Trade The Journey

Trade The Journey

Interwoven Strategy

As an investor, should you be concerned about the prices of commodities or the inflation rate? Or what about the FED’s target of raising the interest rates more than once next year? What does this mean about the FED’s assessment of future conditions for you as an investor and a citizen?

What does this have to do with you as a stock investor? These tidbits of information you receive throughout the day have a significant effect on your income and your investments. This information can help you make wise decisions if you understand how to process the information as a second level thinker.

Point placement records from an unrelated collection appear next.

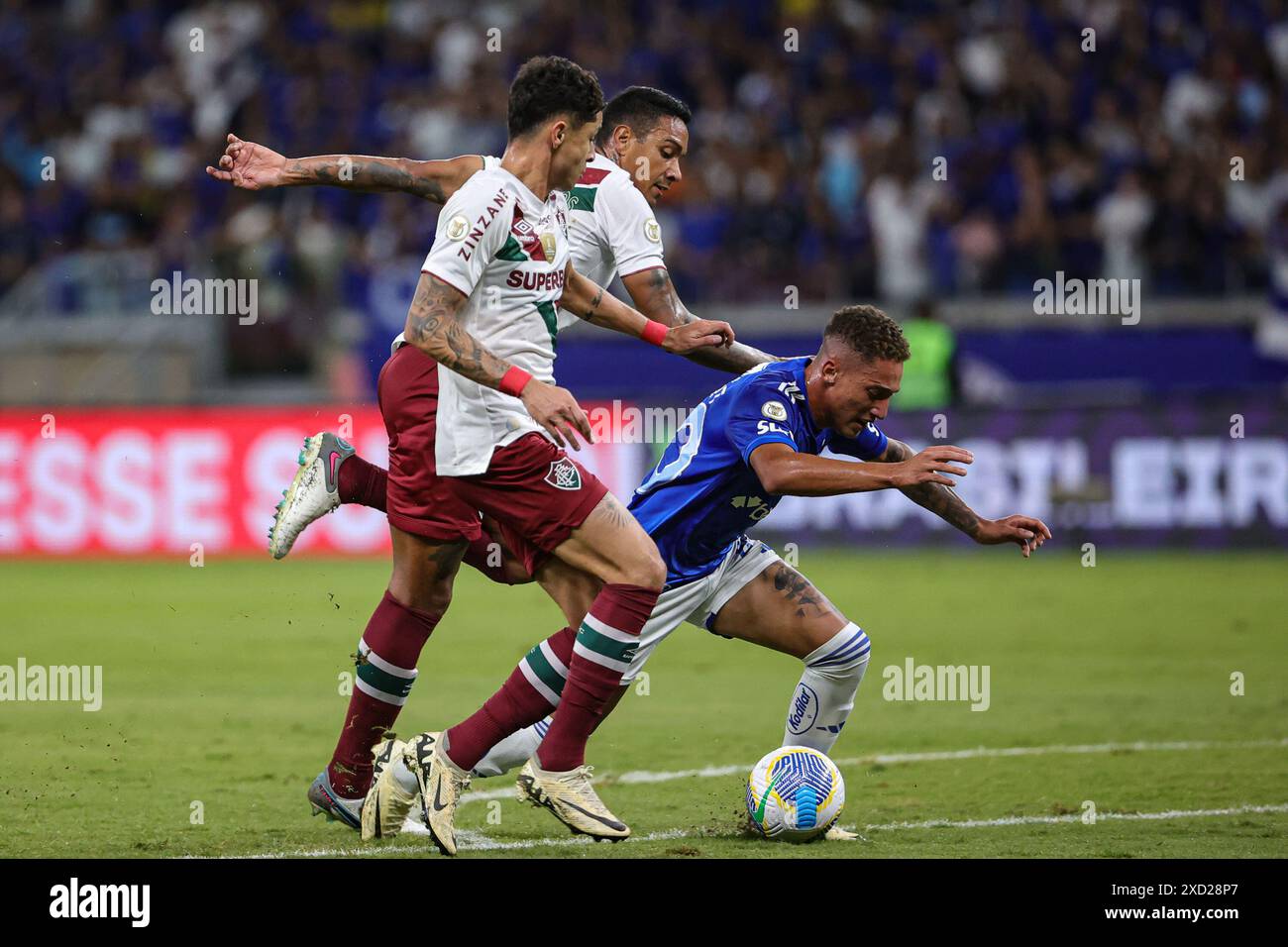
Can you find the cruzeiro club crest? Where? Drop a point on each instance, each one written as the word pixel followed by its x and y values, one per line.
pixel 565 474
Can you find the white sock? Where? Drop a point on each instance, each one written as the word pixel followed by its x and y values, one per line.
pixel 513 751
pixel 824 696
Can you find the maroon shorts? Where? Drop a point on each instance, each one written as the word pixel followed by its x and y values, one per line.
pixel 417 499
pixel 535 492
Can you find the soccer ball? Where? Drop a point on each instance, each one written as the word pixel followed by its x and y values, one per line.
pixel 795 793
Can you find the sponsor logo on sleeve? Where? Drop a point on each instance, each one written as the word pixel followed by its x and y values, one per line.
pixel 458 227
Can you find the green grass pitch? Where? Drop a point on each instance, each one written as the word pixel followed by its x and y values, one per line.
pixel 222 699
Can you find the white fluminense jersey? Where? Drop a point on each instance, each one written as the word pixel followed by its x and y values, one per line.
pixel 506 252
pixel 613 230
pixel 612 227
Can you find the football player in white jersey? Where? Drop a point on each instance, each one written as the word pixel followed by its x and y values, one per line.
pixel 476 423
pixel 638 153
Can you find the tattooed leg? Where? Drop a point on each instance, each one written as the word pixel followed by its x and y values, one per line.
pixel 784 611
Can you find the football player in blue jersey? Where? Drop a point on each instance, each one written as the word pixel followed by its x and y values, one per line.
pixel 747 445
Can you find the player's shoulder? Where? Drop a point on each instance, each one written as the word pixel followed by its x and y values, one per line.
pixel 469 213
pixel 490 185
pixel 614 188
pixel 773 388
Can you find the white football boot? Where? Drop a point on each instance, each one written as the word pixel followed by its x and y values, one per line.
pixel 312 493
pixel 387 800
pixel 571 799
pixel 441 787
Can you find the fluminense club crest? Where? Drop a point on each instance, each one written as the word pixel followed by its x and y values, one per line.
pixel 565 474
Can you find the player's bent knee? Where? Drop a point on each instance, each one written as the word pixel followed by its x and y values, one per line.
pixel 649 571
pixel 845 655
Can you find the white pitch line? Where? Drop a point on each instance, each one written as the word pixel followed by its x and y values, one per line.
pixel 472 840
pixel 643 776
pixel 1064 819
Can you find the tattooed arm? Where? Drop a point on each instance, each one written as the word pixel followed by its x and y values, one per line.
pixel 943 501
pixel 585 298
pixel 655 295
pixel 254 167
pixel 787 472
pixel 434 328
pixel 938 497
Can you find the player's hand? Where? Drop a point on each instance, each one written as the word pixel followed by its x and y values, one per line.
pixel 1026 532
pixel 930 467
pixel 249 166
pixel 555 410
pixel 695 335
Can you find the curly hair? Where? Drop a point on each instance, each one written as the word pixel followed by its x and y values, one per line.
pixel 868 331
pixel 640 108
pixel 550 85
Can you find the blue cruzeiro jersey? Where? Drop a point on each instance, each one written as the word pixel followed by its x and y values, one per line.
pixel 703 495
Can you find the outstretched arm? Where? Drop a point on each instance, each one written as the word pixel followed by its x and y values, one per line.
pixel 434 328
pixel 585 298
pixel 655 295
pixel 943 501
pixel 252 166
pixel 787 472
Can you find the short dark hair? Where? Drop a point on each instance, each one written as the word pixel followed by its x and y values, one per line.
pixel 640 108
pixel 870 333
pixel 550 85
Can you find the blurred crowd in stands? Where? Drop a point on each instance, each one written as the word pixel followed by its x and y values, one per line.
pixel 1099 138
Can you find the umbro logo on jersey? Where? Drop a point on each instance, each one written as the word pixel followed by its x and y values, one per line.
pixel 565 474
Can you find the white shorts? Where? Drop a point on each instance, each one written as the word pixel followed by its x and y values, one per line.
pixel 698 602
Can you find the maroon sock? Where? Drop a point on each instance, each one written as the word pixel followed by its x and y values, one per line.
pixel 386 669
pixel 362 482
pixel 516 705
pixel 603 652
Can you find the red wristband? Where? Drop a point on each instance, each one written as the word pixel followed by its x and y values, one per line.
pixel 653 333
pixel 514 380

If you talk to the average investor, they might be focused on their company, the industries that company is part of and maybe the economy as a whole. But you as a strategic investor should be concerned with more than that.

You need to be aware of bond prices, commodity prices, the currency exchange, options, and debt markets to make an accurate assessment of where the market is headed. You also need to be aware of a companies dealings in international waters. For example, how will the trade relationship between China and the US affect Apple? How did the tariffs affect farmers and how did it affect Caterpillar?

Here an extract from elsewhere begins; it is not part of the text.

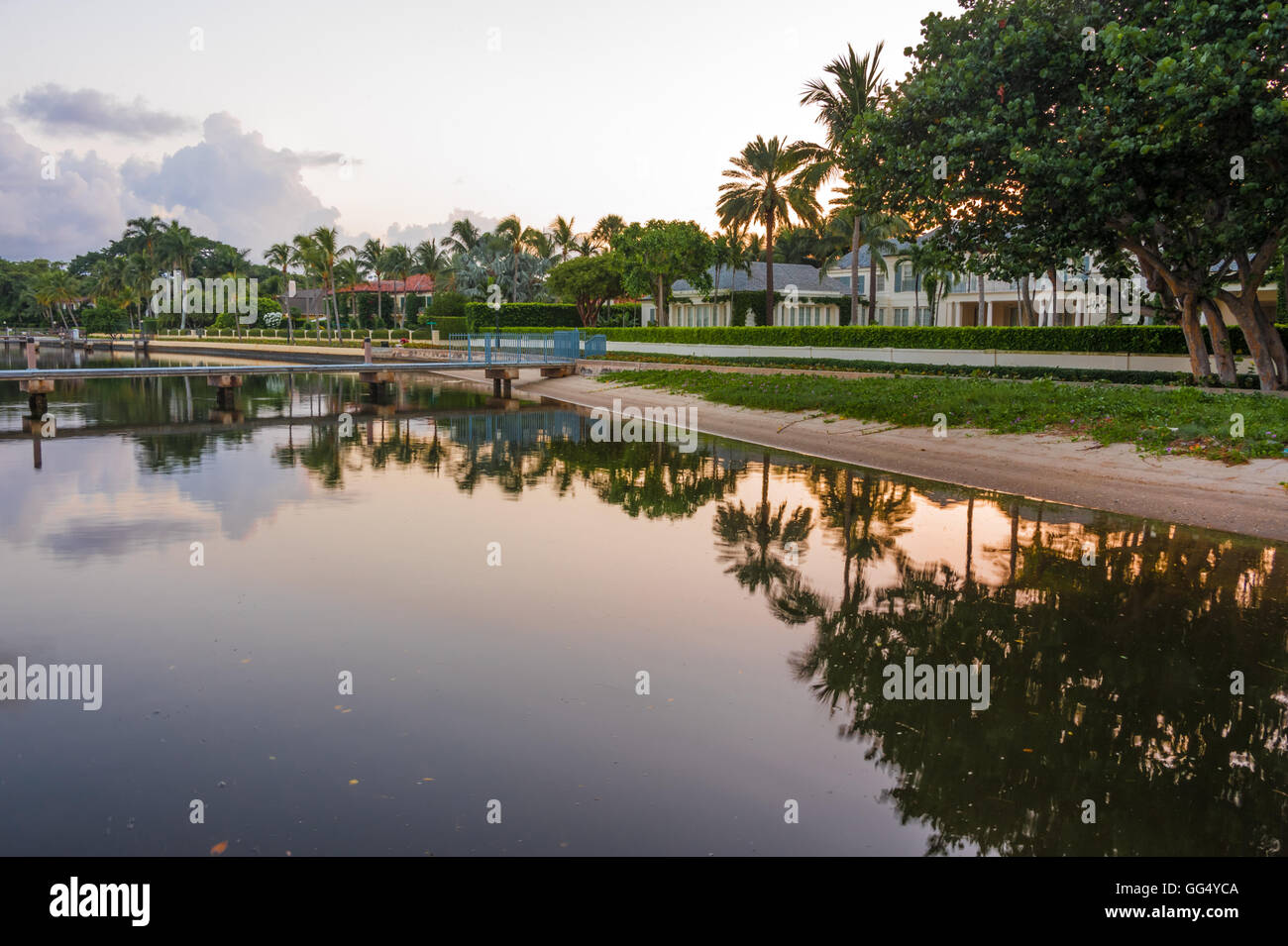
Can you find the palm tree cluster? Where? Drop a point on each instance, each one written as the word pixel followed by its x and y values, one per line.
pixel 513 257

The markets are interwoven and one event in one market affects the next.

This is what is called intermarket analysis, a branch of technical anaylsis. Charlie Munger, Warren Buffetts’ esteemed colleague, has said on many occasions that you must have different mental models to be successful in the stock market. Which I took as you must have different strategies for dealing with situations as they arise. Although situations may look the same, they are not and learning how to develop different strategies for the same situation will help you to become a nimble investor.

What better way to do this then have a broad understanding of the different markets and how they affect each other. Here is some information I picked up from an intermarket analysis book, I am reading to get you started.

  • Commodity prices and bond yields can trend in the same direction.
  • Bonds tell us which way interest rates are heading, a trend that influences stock prices.
  • Commodity prices tell us which way inflation is heading which affects bond prices and interest rates.
  • The US dollar determines the inflationary environment and the direction of commodity trends.
  • Commodities respond quickly to general economic changes before the economy.

As you progress, you will probably develop your own indicators to signal when the market is headed for a downturn or upturn and how you should structure your investments accordingly. No one can predict where the market is headed but if we begin to develop some reliable clues, we’ll have a better chance of weathering the storm.